Let $X$ be a projective variety over $\mathbb{C}$, denote by $D^b(X)$ the bounded derived category of coherent sheaves on $X$. Suppose we have a Fourier-Mukai functor $\Phi_{X\rightarrow X}^\mathcal{P}:D^b(X)\rightarrow D^b(X)$ being an auto-equivalence on $D^b(X)$, and further assume that $\Phi_{X\rightarrow X}^\mathcal{P}$ acts identically on objects, then is it possible that $\Phi_{X\rightarrow X}^\mathcal{P}$ fails to be the identity functor? How to find a simple example to illustrate this?

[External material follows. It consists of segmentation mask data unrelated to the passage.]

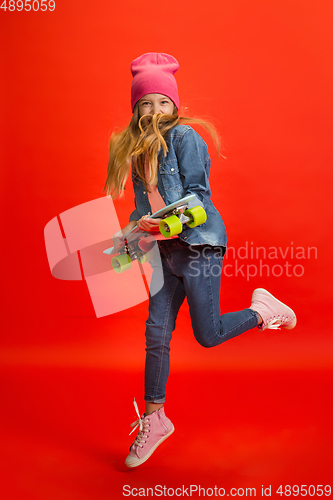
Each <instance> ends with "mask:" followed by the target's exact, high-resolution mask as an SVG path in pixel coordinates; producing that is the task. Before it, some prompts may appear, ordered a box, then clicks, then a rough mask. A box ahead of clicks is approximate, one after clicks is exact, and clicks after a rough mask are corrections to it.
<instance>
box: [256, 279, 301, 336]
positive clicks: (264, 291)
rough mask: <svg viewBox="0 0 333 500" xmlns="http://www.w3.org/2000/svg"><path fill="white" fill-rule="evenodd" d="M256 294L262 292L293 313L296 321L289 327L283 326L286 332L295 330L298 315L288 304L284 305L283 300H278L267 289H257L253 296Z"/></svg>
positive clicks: (290, 324) (291, 324)
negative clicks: (287, 330) (292, 330)
mask: <svg viewBox="0 0 333 500" xmlns="http://www.w3.org/2000/svg"><path fill="white" fill-rule="evenodd" d="M255 292H260V293H264V294H266V295H269V296H270V297H272V298H273V299H274V300H276V301H277V302H278V303H279V304H281V305H283V306H284V307H286V308H287V309H288V310H289V311H290V313H292V315H293V316H294V321H293V322H292V323H291V324H290V325H289V326H283V325H281V326H282V328H285V329H286V330H292V329H293V328H295V326H296V323H297V319H296V314H295V313H294V311H293V310H292V309H291V307H289V306H287V305H286V304H284V302H281V300H278V299H277V298H276V297H274V295H272V294H271V293H269V292H268V291H267V290H265V288H256V289H255V290H254V292H253V294H254V293H255ZM253 294H252V297H253Z"/></svg>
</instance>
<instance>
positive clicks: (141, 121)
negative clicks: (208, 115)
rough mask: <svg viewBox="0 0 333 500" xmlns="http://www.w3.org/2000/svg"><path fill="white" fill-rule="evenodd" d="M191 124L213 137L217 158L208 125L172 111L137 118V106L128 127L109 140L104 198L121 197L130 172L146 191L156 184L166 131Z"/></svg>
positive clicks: (212, 131)
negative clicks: (147, 165) (148, 176)
mask: <svg viewBox="0 0 333 500" xmlns="http://www.w3.org/2000/svg"><path fill="white" fill-rule="evenodd" d="M184 122H186V123H188V124H190V123H193V124H197V125H201V126H202V127H204V128H205V129H206V130H207V131H208V132H209V133H210V135H211V136H212V138H213V141H214V144H215V147H216V149H217V152H218V154H219V152H220V139H219V136H218V133H217V131H216V129H215V127H214V125H212V124H211V123H209V122H208V121H206V120H201V119H199V118H191V117H187V116H178V114H177V108H176V107H174V114H173V115H165V114H161V113H157V114H154V115H143V116H142V117H141V118H139V107H138V105H137V104H136V105H135V108H134V112H133V116H132V119H131V121H130V123H129V125H128V126H127V127H126V128H125V129H124V130H122V131H121V132H113V134H112V135H111V139H110V148H109V164H108V173H107V178H106V182H105V186H104V190H105V189H106V194H107V195H109V194H112V198H117V197H118V196H122V195H123V193H124V189H125V184H126V181H127V179H128V176H129V174H130V171H131V166H132V169H133V173H134V175H136V176H137V177H138V178H140V179H141V180H142V181H143V183H144V185H145V187H146V189H147V184H153V185H156V184H157V176H158V153H159V151H160V150H161V148H162V149H163V152H164V156H166V154H167V152H168V146H167V144H166V142H165V138H166V136H167V134H168V132H169V130H170V129H171V128H173V127H175V126H176V125H178V124H181V123H184ZM147 155H148V158H149V178H148V179H147V178H146V172H145V163H146V157H147Z"/></svg>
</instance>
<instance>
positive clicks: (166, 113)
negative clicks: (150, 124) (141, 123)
mask: <svg viewBox="0 0 333 500" xmlns="http://www.w3.org/2000/svg"><path fill="white" fill-rule="evenodd" d="M138 105H139V118H141V116H143V115H154V114H155V113H163V114H166V115H173V110H174V106H175V105H174V103H173V101H172V100H171V99H169V97H166V96H165V95H162V94H146V95H145V96H143V97H141V99H140V100H139V102H138Z"/></svg>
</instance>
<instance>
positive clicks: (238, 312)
mask: <svg viewBox="0 0 333 500" xmlns="http://www.w3.org/2000/svg"><path fill="white" fill-rule="evenodd" d="M178 68H179V65H178V62H177V61H176V59H175V58H174V57H172V56H171V55H168V54H161V53H153V52H150V53H147V54H144V55H142V56H140V57H138V58H137V59H135V60H134V61H133V62H132V65H131V71H132V75H133V81H132V88H131V104H132V112H133V117H132V120H131V122H130V124H129V126H128V127H127V128H126V129H125V130H124V131H123V132H121V133H118V134H113V135H112V137H111V143H110V155H109V167H108V174H107V180H106V184H105V187H106V189H107V193H108V194H109V193H110V192H112V194H113V197H116V196H118V195H121V194H122V192H123V190H124V186H125V183H126V180H127V178H128V175H129V173H130V170H131V168H132V180H133V185H134V192H135V210H134V211H133V212H132V214H131V216H130V222H129V224H128V225H127V226H126V227H125V228H124V229H123V230H122V233H121V237H122V235H124V234H126V233H127V232H128V231H129V230H130V229H132V228H133V227H135V225H137V226H138V227H139V228H140V229H142V230H143V231H149V232H153V233H154V232H155V233H157V231H158V224H159V221H158V220H156V219H150V218H149V216H150V215H151V214H152V213H154V212H156V211H157V210H159V209H160V208H162V207H163V206H165V205H168V204H170V203H172V202H174V201H177V200H179V199H180V198H182V197H184V196H185V195H188V194H194V195H195V196H196V199H195V202H193V203H192V204H191V205H190V208H191V206H195V205H201V206H203V207H204V209H205V211H206V213H207V221H206V222H205V223H204V224H201V225H200V226H198V227H195V228H189V227H187V226H184V229H183V231H182V233H181V234H180V235H179V236H177V237H176V238H169V239H163V238H161V237H157V238H158V239H159V241H158V246H159V251H160V255H161V260H162V267H163V274H164V284H163V287H162V288H161V290H160V291H159V292H158V293H156V294H154V295H152V294H150V297H149V316H148V320H147V322H146V334H145V335H146V364H145V413H144V414H143V415H142V416H140V413H139V411H138V407H137V404H136V402H135V401H134V406H135V409H136V412H137V414H138V420H137V421H136V422H134V423H133V424H132V427H134V426H135V428H134V429H133V431H134V430H135V429H136V428H137V427H139V431H138V434H137V436H136V438H135V440H134V442H133V444H132V446H131V447H130V453H129V455H128V457H127V458H126V461H125V463H126V465H127V466H128V467H137V466H138V465H140V464H142V463H143V462H145V461H146V460H147V459H148V458H149V457H150V456H151V455H152V453H153V452H154V451H155V449H156V448H157V447H158V446H159V445H160V444H161V443H162V442H163V441H164V440H165V439H166V438H168V437H169V436H170V435H171V434H172V433H173V431H174V426H173V424H172V423H171V421H170V420H169V419H168V418H167V417H166V415H165V412H164V402H165V390H166V383H167V379H168V375H169V350H170V347H169V344H170V340H171V335H172V332H173V330H174V328H175V321H176V317H177V313H178V311H179V308H180V306H181V304H182V303H183V301H184V299H185V297H187V301H188V304H189V310H190V316H191V322H192V328H193V332H194V336H195V338H196V340H197V341H198V342H199V343H200V344H201V345H202V346H203V347H213V346H217V345H219V344H222V343H223V342H225V341H226V340H228V339H231V338H233V337H236V336H237V335H240V334H241V333H243V332H245V331H247V330H249V329H251V328H254V327H256V326H258V327H259V329H260V330H264V329H266V328H279V327H284V328H287V329H291V328H294V327H295V325H296V316H295V313H294V312H293V311H292V309H290V308H289V307H288V306H286V305H285V304H283V303H282V302H280V301H279V300H277V299H276V298H275V297H273V296H272V295H271V294H270V293H269V292H267V291H266V290H264V289H260V288H259V289H257V290H255V291H254V292H253V294H252V302H251V306H250V308H248V309H243V310H241V311H238V312H232V313H227V314H223V315H222V316H221V315H220V307H219V295H220V273H217V272H216V266H217V265H218V266H219V269H220V270H221V269H222V258H223V255H224V253H225V250H226V243H227V238H226V231H225V227H224V223H223V220H222V218H221V216H220V214H219V213H218V211H217V210H216V208H215V207H214V205H213V203H212V201H211V199H210V195H211V191H210V186H209V180H208V177H209V170H210V158H209V155H208V150H207V146H206V144H205V142H204V141H203V139H202V138H201V137H200V135H199V134H198V133H197V132H195V131H194V130H193V128H191V127H190V126H189V125H183V124H181V123H182V122H183V121H184V118H182V117H179V116H178V109H179V97H178V89H177V83H176V80H175V77H174V73H175V72H176V71H177V69H178ZM186 121H187V123H199V124H201V125H203V126H204V127H206V128H207V129H208V130H209V131H210V132H211V134H212V136H213V138H214V139H215V141H217V134H216V132H215V131H214V130H213V128H212V127H211V126H210V125H209V124H208V123H206V122H204V121H202V120H196V119H188V118H186ZM118 237H119V234H118ZM194 264H195V265H194ZM213 266H214V271H212V268H213ZM133 431H132V432H133Z"/></svg>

If $X$ is *smooth* and projective, then any such FM functor is in fact naturally isomorphic to the identity functor. This follows immediately from Corollary 5.23 of Huybrechts' book on Fourier-Mukai tranforms. Briefly, the idea is that the hypotheses ensure that $\mathcal{P}$ is a quasi-isomorphic to a sheaf on $X\times X$ that's supported set-theoretically on the diagonal and moreover is flat over $X$ via either projection map. One then argues that $\mathcal{P}$ is of the form $\mathcal{O}_\sigma\otimes L$, where $\mathcal{O}_\sigma$ is the structure sheaf of the graph of an automorphism of $X$ and $L$ is a line bundle pulled back from $X$.

When $X$ is not smooth, I'm not completely sure what happens. If $P$ is in fact a perfect complex on $X\times X$, then this reasoning still goes through. Otherwise, one needs to worry about the difference between $D^b(X)$ and $D_{perf}(X)$, the derived category of perfect complexes on $X$.